Scribbles on Akka is a short film on the life and work of the 12th century saint poet, Mahadevi Akka. Her radical poems, written with the female body as a metaphor, have been composed and picturised in contemporary musical language. Mahadevi, famed as Akka — elder sister, while leaving the domestic arena in search of God, also abandoned modesty and clothing. The film explores the meaning of this denial through the work of contem­porary artists and writers and testimonies of ordinary folks who nurtured her image through centuries in their folklores and oral literature.

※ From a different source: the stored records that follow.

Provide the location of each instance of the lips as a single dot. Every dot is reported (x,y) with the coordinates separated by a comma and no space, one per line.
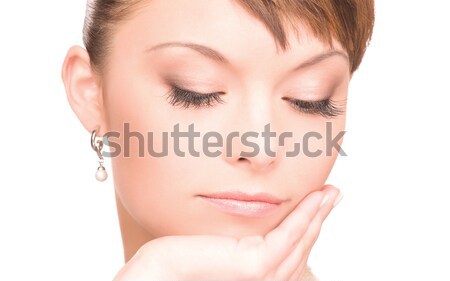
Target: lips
(243,204)
(241,196)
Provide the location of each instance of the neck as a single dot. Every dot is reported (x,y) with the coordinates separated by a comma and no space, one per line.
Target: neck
(134,236)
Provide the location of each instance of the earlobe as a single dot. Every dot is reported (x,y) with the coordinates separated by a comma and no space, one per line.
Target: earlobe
(84,90)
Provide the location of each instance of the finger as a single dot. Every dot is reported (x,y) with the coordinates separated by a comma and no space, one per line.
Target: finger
(288,267)
(282,240)
(313,231)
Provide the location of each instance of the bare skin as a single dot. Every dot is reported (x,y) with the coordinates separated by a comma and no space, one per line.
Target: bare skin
(157,197)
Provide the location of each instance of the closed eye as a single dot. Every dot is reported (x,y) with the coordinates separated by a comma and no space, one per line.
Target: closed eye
(326,108)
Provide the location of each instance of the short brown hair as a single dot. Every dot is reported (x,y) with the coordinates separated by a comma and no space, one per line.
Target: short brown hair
(350,22)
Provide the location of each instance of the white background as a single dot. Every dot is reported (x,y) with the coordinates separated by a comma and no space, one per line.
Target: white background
(58,223)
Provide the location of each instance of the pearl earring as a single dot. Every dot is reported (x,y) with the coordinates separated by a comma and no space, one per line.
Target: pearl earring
(97,146)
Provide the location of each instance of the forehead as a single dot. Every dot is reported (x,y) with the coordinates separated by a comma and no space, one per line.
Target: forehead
(221,24)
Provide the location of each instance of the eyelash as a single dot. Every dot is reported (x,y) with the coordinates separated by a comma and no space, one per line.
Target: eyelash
(178,96)
(185,98)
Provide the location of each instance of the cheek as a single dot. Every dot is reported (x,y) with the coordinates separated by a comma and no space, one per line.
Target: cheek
(311,168)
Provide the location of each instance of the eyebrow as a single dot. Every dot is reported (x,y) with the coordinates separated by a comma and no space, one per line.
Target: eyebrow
(218,57)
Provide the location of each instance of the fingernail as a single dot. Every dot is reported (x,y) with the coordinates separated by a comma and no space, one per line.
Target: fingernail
(324,200)
(338,198)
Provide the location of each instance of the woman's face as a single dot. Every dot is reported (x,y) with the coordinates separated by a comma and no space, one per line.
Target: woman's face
(254,82)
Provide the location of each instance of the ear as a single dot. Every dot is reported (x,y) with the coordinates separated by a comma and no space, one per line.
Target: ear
(84,90)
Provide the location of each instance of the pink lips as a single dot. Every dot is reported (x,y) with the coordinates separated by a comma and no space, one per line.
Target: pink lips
(239,203)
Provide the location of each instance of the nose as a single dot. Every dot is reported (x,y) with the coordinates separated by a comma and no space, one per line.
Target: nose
(256,151)
(252,143)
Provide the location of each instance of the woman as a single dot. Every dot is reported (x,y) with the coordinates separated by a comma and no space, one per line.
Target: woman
(228,70)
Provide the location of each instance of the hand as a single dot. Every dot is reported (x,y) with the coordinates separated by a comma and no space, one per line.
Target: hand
(281,254)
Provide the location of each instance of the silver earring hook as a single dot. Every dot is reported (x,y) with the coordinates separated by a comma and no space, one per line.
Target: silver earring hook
(97,145)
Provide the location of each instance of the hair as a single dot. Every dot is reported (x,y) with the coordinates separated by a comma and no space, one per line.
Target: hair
(349,22)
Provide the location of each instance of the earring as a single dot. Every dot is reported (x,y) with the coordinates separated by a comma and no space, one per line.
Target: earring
(97,146)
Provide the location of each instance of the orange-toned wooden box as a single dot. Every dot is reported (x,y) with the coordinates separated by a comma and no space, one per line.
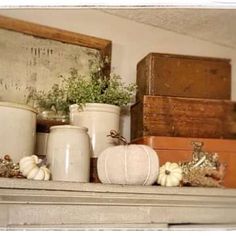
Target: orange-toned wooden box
(175,149)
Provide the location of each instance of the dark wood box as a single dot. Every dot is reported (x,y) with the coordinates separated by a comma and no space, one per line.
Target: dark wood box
(175,149)
(183,117)
(184,76)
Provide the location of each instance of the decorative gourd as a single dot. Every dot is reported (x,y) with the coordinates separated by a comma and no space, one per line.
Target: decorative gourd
(128,164)
(170,175)
(30,169)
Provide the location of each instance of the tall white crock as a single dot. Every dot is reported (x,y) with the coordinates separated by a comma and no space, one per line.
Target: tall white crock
(17,130)
(99,118)
(68,153)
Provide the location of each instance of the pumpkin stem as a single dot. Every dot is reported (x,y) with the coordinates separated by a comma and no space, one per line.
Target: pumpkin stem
(115,134)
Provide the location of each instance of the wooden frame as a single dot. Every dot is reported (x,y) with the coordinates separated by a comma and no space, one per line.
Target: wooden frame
(41,31)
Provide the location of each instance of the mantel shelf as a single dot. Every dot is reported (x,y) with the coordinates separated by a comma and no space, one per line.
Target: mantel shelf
(54,204)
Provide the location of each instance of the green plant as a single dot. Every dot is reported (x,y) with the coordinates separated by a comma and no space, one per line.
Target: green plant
(95,87)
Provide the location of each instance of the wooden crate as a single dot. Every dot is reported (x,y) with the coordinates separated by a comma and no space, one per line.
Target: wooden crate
(184,76)
(180,149)
(183,117)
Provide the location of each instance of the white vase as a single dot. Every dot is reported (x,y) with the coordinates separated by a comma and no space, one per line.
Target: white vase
(17,130)
(99,119)
(68,153)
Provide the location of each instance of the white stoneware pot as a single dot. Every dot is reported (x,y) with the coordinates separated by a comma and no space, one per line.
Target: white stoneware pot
(17,131)
(68,153)
(128,164)
(99,119)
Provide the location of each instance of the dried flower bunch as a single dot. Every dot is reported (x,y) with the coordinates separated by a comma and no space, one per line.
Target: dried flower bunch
(95,87)
(204,169)
(9,169)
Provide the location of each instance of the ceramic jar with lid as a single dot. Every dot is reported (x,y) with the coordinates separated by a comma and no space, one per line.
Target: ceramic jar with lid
(68,153)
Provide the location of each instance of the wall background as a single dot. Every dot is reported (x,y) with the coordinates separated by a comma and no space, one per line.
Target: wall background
(131,41)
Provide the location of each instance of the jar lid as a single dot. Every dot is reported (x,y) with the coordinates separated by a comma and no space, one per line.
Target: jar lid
(69,127)
(18,106)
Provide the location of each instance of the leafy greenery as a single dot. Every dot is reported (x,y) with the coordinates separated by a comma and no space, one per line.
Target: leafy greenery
(95,87)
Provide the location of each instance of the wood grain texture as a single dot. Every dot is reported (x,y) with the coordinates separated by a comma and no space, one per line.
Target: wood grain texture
(185,76)
(54,33)
(41,31)
(27,204)
(175,149)
(182,117)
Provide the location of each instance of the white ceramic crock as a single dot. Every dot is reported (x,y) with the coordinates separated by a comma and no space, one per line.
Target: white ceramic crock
(68,153)
(99,119)
(17,131)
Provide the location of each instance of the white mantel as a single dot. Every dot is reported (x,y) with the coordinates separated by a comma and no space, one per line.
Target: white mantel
(26,204)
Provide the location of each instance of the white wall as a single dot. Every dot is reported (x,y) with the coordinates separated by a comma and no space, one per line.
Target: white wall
(131,41)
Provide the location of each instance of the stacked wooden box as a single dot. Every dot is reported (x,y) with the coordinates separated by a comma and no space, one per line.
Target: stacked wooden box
(181,99)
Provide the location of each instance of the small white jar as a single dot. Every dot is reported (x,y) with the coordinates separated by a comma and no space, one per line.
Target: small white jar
(68,153)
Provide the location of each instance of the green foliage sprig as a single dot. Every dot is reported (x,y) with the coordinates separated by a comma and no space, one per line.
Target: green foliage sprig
(95,87)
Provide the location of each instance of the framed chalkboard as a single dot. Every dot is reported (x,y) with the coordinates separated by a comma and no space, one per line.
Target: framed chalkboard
(35,56)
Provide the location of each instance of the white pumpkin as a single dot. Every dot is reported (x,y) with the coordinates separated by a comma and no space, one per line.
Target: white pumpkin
(128,164)
(30,169)
(170,175)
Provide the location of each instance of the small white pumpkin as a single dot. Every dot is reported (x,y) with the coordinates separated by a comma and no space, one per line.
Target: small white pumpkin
(170,175)
(30,169)
(128,164)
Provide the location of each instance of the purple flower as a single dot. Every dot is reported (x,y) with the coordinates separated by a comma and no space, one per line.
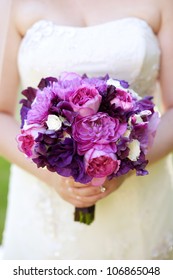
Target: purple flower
(99,164)
(96,129)
(30,94)
(85,97)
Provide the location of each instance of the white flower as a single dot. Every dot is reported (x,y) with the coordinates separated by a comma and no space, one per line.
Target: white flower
(137,119)
(134,152)
(54,122)
(127,133)
(115,83)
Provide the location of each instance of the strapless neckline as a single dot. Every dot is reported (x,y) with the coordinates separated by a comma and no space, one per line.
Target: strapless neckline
(95,26)
(125,48)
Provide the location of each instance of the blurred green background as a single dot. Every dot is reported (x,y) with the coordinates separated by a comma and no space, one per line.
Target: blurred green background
(4,179)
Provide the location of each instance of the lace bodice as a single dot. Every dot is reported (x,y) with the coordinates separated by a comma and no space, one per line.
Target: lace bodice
(125,49)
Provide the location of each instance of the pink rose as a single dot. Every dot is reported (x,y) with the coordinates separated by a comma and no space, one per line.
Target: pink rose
(123,99)
(85,96)
(99,164)
(97,129)
(26,140)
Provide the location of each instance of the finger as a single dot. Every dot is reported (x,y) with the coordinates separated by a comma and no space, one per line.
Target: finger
(85,191)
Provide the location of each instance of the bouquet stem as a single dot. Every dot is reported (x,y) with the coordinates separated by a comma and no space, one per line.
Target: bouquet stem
(84,215)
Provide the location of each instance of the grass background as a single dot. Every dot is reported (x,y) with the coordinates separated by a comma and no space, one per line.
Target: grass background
(4,179)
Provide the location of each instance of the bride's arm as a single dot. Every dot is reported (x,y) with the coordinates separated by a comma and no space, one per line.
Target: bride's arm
(163,143)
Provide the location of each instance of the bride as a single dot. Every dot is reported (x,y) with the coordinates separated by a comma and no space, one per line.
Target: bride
(130,40)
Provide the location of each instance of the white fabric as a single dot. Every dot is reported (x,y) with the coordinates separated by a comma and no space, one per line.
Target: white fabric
(135,222)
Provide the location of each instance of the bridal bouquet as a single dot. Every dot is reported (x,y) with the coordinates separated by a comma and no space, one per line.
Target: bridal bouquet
(91,129)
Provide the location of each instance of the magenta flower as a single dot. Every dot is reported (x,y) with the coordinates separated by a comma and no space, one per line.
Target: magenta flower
(99,164)
(26,140)
(97,129)
(85,97)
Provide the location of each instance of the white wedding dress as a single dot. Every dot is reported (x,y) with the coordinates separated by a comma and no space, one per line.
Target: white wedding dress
(134,222)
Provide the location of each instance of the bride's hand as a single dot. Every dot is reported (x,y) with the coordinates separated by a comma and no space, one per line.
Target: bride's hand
(81,195)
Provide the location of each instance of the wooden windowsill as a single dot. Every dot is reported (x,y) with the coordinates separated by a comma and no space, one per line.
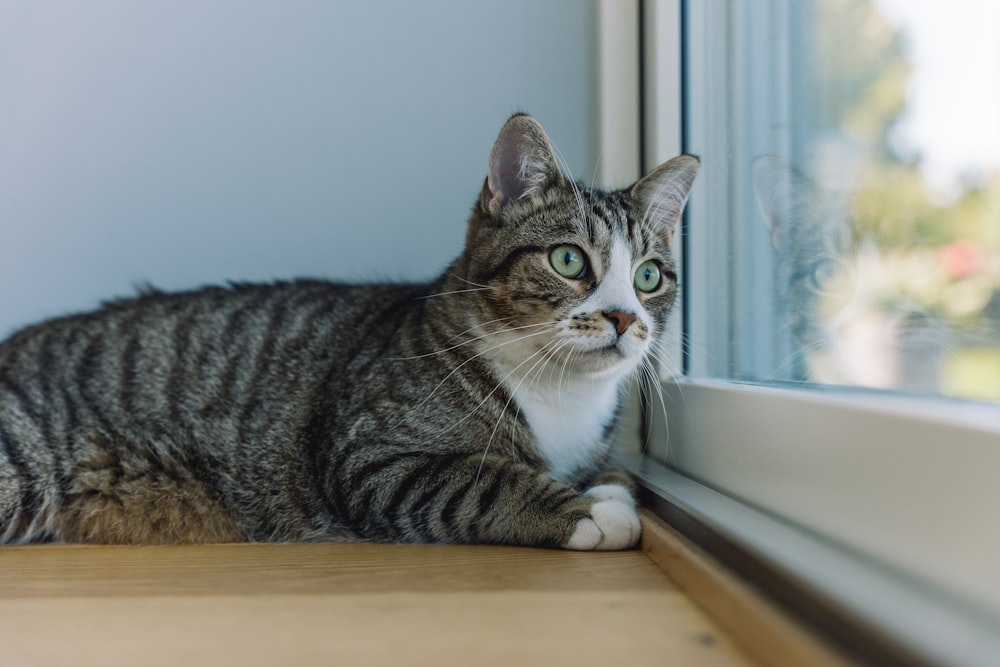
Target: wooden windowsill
(360,604)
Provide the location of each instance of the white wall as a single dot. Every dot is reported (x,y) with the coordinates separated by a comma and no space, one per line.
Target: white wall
(198,141)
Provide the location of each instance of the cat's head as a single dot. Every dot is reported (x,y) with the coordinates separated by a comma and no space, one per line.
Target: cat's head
(572,278)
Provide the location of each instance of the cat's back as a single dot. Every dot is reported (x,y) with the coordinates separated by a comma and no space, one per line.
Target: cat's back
(200,358)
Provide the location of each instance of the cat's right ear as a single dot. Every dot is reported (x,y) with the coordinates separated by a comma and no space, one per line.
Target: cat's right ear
(663,192)
(522,165)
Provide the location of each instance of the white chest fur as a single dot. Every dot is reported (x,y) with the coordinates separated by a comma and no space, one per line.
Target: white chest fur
(569,422)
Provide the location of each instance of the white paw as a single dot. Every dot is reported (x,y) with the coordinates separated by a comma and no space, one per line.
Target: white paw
(612,525)
(611,492)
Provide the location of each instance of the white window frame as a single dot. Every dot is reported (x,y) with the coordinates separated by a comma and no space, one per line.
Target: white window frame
(879,504)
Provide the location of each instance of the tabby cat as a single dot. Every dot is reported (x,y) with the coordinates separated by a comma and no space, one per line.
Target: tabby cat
(479,408)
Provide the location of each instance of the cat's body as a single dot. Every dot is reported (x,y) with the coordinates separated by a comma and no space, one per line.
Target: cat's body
(480,407)
(849,323)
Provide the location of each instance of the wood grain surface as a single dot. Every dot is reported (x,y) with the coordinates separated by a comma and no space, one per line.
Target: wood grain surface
(345,604)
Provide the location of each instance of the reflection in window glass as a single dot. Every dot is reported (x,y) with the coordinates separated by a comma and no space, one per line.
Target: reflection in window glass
(882,202)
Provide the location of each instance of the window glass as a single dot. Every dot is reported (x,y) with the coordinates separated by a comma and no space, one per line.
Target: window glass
(862,149)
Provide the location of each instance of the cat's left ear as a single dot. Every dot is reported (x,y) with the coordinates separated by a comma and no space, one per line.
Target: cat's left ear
(663,192)
(522,165)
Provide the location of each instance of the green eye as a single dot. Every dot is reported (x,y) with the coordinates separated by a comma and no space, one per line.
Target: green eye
(568,261)
(647,277)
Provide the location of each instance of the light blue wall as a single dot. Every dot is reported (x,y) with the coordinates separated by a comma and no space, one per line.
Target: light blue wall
(197,141)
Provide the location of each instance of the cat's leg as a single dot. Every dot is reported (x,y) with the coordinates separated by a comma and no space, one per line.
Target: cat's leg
(463,498)
(613,512)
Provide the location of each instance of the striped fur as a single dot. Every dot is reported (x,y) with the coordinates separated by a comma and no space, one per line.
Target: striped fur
(310,410)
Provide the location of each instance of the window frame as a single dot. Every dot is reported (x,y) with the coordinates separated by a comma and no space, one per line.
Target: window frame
(869,500)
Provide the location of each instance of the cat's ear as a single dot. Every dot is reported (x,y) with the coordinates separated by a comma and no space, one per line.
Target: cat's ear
(522,165)
(790,202)
(663,192)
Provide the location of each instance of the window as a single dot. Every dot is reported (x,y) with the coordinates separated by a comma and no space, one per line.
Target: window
(839,376)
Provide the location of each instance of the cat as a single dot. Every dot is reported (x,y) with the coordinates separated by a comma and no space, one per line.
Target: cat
(478,408)
(848,321)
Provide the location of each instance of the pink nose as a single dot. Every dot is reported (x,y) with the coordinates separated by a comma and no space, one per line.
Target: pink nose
(620,319)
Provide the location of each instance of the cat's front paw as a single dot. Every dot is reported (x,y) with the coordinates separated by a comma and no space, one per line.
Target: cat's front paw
(612,525)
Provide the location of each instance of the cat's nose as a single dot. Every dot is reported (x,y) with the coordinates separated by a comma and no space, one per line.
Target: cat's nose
(620,319)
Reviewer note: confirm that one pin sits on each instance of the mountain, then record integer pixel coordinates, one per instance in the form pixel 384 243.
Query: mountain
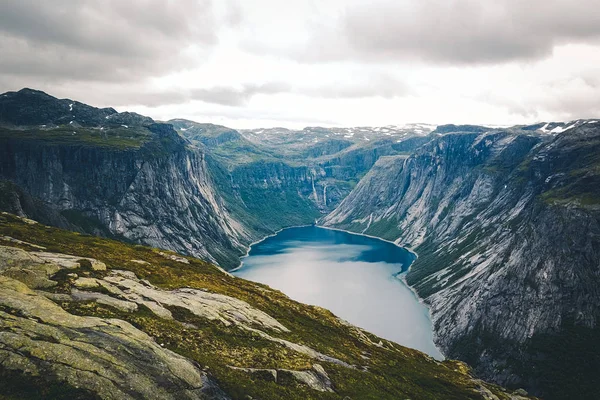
pixel 90 318
pixel 504 221
pixel 189 187
pixel 114 174
pixel 506 226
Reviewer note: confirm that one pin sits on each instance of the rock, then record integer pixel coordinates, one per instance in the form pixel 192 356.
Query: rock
pixel 108 357
pixel 228 310
pixel 102 298
pixel 86 283
pixel 489 214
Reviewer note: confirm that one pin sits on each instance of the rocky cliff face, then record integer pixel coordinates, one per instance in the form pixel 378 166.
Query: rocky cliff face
pixel 88 318
pixel 506 225
pixel 141 182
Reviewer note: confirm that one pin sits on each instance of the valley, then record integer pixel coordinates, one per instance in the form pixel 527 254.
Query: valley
pixel 504 221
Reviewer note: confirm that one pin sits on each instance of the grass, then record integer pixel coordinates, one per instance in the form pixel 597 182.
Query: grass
pixel 393 372
pixel 118 137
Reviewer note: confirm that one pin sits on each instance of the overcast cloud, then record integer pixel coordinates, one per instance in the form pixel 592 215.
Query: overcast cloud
pixel 330 62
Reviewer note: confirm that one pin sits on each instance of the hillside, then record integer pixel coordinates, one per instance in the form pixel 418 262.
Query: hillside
pixel 84 317
pixel 506 225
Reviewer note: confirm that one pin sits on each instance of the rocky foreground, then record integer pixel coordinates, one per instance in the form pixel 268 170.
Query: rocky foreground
pixel 83 317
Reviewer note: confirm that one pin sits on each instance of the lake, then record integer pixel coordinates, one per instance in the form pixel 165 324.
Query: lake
pixel 354 276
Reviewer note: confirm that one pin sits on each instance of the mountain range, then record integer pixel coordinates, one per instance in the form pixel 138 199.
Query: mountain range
pixel 505 222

A celebration of rebellion, feminity and legacy down nine hundred years.

The female director writes,

The film is an exercise in building a bridge across eight hundred years. Mahadevi Akka, the poet, still influences the contemporary poets and painters. Mahadevi Akka, the deity, graces the packets of pickles and papads — prepared by ladies’ co-operatives. Mahadevi Akka, the legendary nude saint, adorns pinup posters and music cassette covers. The bridge is already there. But how did it happen?

Why women poets of feminist era obsessively write pieces of dialogues with Akka? Why a painter in Baroda incessantly paints various images of Akka? Why is she still marketable as a brand name? Who is she?

I don’t know, but I will say that the Indian filmmaking style seems tailor-made for videopoetry.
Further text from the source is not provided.